Dice el Señor Todopoderoso: Convertíos a mí de todo corazón: con ayuno, con llanto, con luto. Rasgad los corazones, no las vestiduras, convertíos al Señor Dios nuestro, porque es compasivo y misericordioso...2, leemos en la Primera lectura de la Misa de hoy. Y, en el momento de la imposición de la ceniza sobre nuestras cabezas, el sacerdote nos recuerda las palabras del Génesis, después del pecado original: Memento homo, quia pulvis es... Acuérdate, hombre, de que eres polvo y en polvo te has de convertir3.
Memento homo... Acuérdate... Y, sin embargo, a veces olvidamos que sin el Señor no somos nada. «De la grandeza del hombre no queda, sin Dios, más que este montoncito de polvo, en un plato, a un extremo del altar, en este Miércoles de Ceniza, con el que la Iglesia nos marca en la frente como con nuestra propia substancia»4.
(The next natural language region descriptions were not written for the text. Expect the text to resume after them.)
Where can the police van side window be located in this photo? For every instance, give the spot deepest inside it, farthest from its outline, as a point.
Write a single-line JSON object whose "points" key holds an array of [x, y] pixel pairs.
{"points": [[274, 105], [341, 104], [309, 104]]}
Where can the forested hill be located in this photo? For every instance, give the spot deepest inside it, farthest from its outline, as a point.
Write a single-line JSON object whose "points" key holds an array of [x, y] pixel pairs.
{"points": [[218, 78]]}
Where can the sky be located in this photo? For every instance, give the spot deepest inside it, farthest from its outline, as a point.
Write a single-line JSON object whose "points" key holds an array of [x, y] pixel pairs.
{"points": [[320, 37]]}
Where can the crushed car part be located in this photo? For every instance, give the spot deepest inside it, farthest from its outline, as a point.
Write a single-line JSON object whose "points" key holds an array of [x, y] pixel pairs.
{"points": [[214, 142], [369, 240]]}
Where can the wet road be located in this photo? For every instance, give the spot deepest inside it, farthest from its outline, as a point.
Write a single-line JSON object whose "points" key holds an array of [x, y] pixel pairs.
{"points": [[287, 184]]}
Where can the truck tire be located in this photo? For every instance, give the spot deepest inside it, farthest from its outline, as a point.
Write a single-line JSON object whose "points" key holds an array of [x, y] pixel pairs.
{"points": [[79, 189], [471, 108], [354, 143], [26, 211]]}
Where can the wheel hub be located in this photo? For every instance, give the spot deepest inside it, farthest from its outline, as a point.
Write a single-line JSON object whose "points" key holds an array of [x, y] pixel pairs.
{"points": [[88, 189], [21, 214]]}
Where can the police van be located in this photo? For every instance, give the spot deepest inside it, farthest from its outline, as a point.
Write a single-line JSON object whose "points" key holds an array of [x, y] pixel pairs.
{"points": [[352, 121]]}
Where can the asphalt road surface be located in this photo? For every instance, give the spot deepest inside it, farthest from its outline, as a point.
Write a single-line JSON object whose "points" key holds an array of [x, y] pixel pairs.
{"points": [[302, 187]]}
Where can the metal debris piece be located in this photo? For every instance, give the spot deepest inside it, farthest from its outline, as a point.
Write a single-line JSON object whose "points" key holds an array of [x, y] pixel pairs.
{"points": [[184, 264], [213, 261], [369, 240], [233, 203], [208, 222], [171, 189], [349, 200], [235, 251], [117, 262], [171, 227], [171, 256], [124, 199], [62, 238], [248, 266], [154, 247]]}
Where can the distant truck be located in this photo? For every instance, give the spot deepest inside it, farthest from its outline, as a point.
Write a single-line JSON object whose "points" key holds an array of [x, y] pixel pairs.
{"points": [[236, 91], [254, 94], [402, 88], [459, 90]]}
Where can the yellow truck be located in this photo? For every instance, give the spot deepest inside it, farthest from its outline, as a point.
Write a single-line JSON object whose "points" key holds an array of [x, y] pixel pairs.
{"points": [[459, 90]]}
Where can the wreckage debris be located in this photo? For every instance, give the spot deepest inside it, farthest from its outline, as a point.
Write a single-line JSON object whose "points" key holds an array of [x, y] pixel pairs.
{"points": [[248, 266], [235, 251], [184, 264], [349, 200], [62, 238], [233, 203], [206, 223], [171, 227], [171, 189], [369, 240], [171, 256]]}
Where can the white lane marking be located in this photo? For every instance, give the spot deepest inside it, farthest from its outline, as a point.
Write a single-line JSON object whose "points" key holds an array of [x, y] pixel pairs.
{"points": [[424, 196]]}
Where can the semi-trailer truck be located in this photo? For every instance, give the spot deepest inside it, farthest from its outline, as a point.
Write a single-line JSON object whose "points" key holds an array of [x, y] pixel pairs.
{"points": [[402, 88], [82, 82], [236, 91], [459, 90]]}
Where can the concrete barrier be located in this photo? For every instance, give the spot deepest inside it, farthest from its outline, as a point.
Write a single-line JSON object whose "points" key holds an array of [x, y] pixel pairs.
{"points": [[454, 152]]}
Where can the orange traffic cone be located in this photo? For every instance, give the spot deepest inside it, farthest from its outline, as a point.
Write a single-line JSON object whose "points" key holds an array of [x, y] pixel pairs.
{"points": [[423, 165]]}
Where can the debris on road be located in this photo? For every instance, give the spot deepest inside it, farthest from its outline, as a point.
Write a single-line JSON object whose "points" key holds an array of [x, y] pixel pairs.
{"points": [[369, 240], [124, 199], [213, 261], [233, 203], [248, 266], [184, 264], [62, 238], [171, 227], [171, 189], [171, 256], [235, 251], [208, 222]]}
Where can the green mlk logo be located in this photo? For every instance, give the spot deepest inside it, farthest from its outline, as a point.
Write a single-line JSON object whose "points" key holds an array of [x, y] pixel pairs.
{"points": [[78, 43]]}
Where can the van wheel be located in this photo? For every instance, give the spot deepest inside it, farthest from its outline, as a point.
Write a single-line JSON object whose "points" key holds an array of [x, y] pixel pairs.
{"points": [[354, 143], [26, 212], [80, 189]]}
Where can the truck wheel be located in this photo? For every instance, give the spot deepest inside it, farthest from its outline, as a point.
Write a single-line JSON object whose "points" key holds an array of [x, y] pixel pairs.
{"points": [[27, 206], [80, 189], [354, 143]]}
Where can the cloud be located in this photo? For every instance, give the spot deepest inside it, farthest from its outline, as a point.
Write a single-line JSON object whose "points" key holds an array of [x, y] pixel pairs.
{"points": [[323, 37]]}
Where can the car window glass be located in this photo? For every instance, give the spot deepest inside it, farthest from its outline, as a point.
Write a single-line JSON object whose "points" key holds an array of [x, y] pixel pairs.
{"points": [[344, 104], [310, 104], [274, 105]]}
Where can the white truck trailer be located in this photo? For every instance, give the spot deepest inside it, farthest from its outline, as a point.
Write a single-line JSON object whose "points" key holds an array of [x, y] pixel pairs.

Quiere el Señor que nos despeguemos de las cosas de la tierra para volvernos a Él, y que dejemos el pecado, que envejece y mata, y retornemos a la Fuente de la Vida y de la alegría: «Jesucristo mismo es la gracia más sublime de toda la Cuaresma. Es Él mismo quien se presenta ante nosotros en la sencillez admirable del Evangelio»5.
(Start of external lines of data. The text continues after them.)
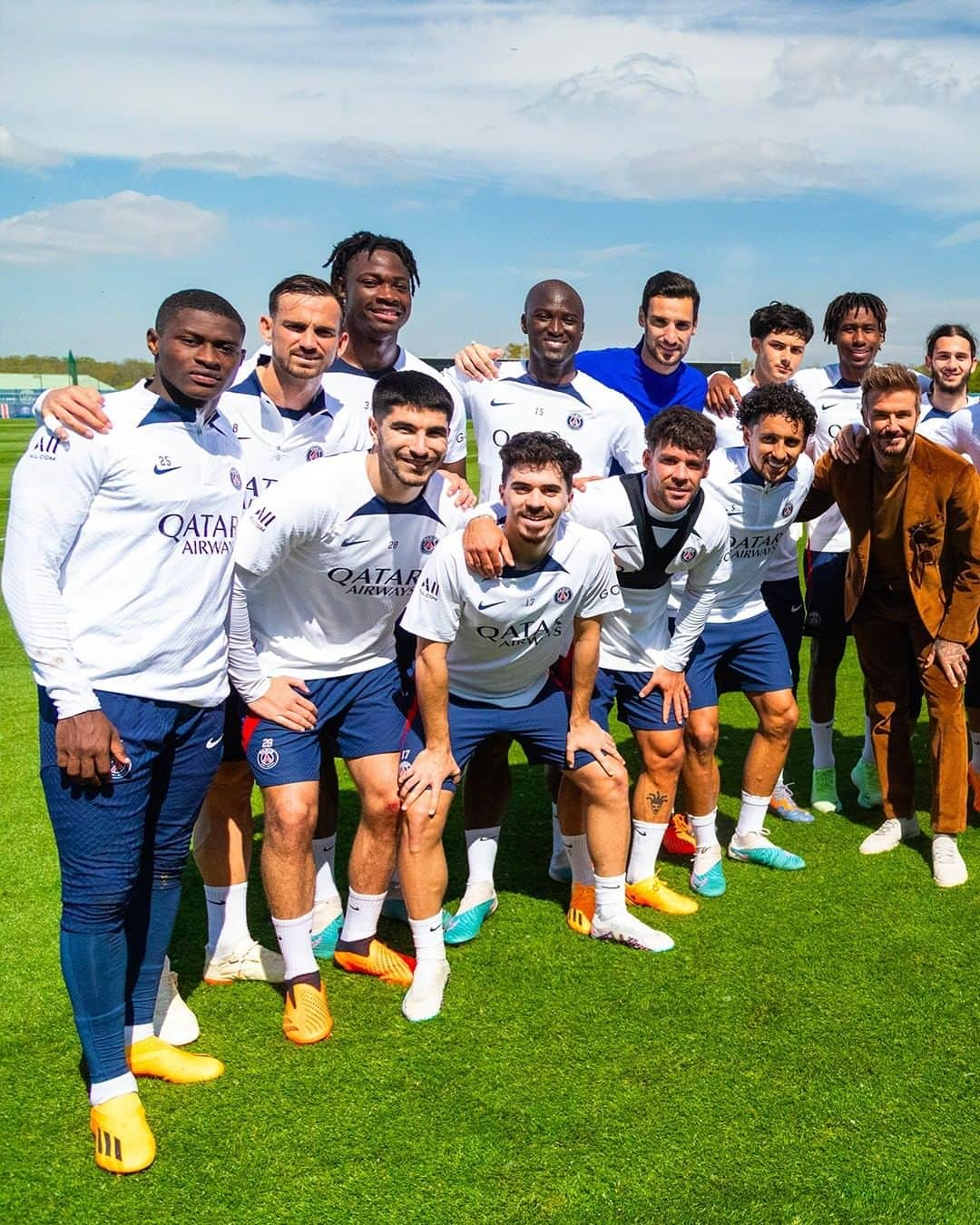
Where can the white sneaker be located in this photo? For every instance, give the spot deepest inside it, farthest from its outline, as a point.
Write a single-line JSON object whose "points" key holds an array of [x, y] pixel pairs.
{"points": [[248, 961], [424, 997], [626, 928], [947, 864], [889, 835], [173, 1021]]}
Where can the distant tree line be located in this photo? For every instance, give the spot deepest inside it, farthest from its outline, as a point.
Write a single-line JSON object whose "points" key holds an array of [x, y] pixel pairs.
{"points": [[116, 374]]}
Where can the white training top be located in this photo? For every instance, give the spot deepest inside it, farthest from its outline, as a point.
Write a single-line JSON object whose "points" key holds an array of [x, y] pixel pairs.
{"points": [[326, 566], [275, 440], [838, 403], [637, 639], [118, 561], [759, 517], [352, 388], [958, 430], [599, 423], [506, 632]]}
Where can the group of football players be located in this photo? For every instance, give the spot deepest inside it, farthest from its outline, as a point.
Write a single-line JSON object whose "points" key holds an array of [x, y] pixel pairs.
{"points": [[300, 525]]}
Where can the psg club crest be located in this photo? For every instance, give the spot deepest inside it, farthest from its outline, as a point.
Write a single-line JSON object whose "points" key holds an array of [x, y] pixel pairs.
{"points": [[267, 757]]}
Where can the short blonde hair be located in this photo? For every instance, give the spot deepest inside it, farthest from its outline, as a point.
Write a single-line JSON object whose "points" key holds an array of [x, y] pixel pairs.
{"points": [[884, 380]]}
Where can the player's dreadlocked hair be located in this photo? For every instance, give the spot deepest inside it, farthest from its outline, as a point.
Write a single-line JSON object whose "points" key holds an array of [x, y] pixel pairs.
{"points": [[839, 308], [364, 240]]}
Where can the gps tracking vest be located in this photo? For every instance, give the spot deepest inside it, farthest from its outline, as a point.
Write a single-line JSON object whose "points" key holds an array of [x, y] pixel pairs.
{"points": [[655, 557]]}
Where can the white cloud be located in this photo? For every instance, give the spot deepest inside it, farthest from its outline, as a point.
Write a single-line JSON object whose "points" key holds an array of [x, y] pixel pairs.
{"points": [[968, 233], [676, 102], [128, 223], [22, 153]]}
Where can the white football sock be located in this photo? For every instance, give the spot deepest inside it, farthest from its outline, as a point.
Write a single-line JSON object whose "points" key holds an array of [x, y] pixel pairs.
{"points": [[867, 752], [822, 735], [227, 916], [644, 849], [577, 849], [102, 1091], [751, 815], [296, 945], [325, 887], [610, 897], [361, 916], [706, 835], [557, 840], [325, 913], [137, 1033], [427, 936], [482, 853]]}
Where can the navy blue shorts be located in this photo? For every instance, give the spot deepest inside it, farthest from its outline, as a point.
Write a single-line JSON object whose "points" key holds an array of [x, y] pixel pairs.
{"points": [[738, 655], [825, 593], [365, 713], [784, 599], [146, 815], [541, 728], [639, 713]]}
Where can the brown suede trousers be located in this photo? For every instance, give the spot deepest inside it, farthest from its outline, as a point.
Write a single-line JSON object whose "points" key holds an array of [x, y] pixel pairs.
{"points": [[887, 629]]}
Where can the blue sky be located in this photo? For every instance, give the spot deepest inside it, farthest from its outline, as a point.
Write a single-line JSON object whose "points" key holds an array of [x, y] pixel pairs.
{"points": [[769, 151]]}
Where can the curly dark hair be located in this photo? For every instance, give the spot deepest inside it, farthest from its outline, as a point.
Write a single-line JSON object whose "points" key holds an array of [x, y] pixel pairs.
{"points": [[847, 303], [778, 399], [683, 427], [780, 318], [534, 448], [364, 240]]}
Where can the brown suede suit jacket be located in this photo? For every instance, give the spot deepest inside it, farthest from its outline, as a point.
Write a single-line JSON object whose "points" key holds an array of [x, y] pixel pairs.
{"points": [[940, 533]]}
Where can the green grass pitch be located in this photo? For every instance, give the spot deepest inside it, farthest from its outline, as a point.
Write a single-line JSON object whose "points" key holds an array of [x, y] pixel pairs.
{"points": [[808, 1054]]}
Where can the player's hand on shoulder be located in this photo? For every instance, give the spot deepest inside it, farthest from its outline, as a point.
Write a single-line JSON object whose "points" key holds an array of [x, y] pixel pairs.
{"points": [[478, 360], [674, 688], [284, 703], [485, 548], [849, 443], [723, 396], [76, 410], [588, 738], [87, 745], [458, 490]]}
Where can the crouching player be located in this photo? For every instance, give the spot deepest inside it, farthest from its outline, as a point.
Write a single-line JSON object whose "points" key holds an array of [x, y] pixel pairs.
{"points": [[761, 486], [484, 651], [119, 588], [324, 567]]}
Volver el corazón a Dios, convertirnos, significa estar dispuestos a poner todos los medios para vivir como Él espera que vivamos, ser sinceros con nosotros mismos, no intentar servir a dos señores6, amar a Dios con toda el alma y alejar de nuestra vida cualquier pecado deliberado. Y eso, en medio de las circunstancias de trabajo, salud, familia, etc., propias de cada cual.
Jesús busca en nosotros un corazón contrito conocedor de sus faltas y pecados y dispuesto a eliminarlos. Os acordaréis de vuestros malos caminos, de vuestros días que no fueron buenos...7. El Señor desea un dolor sincero de los pecados, que se manifestará ante todo en la Confesión sacramental, y también en pequeñas obras de mortificación y penitencia hechas por amor: «Convertirse quiere decir para nosotros buscar de nuevo el perdón y la fuerza de Dios en el Sacramento de la reconciliación y así volver a empezar siempre, avanzar cada día»8.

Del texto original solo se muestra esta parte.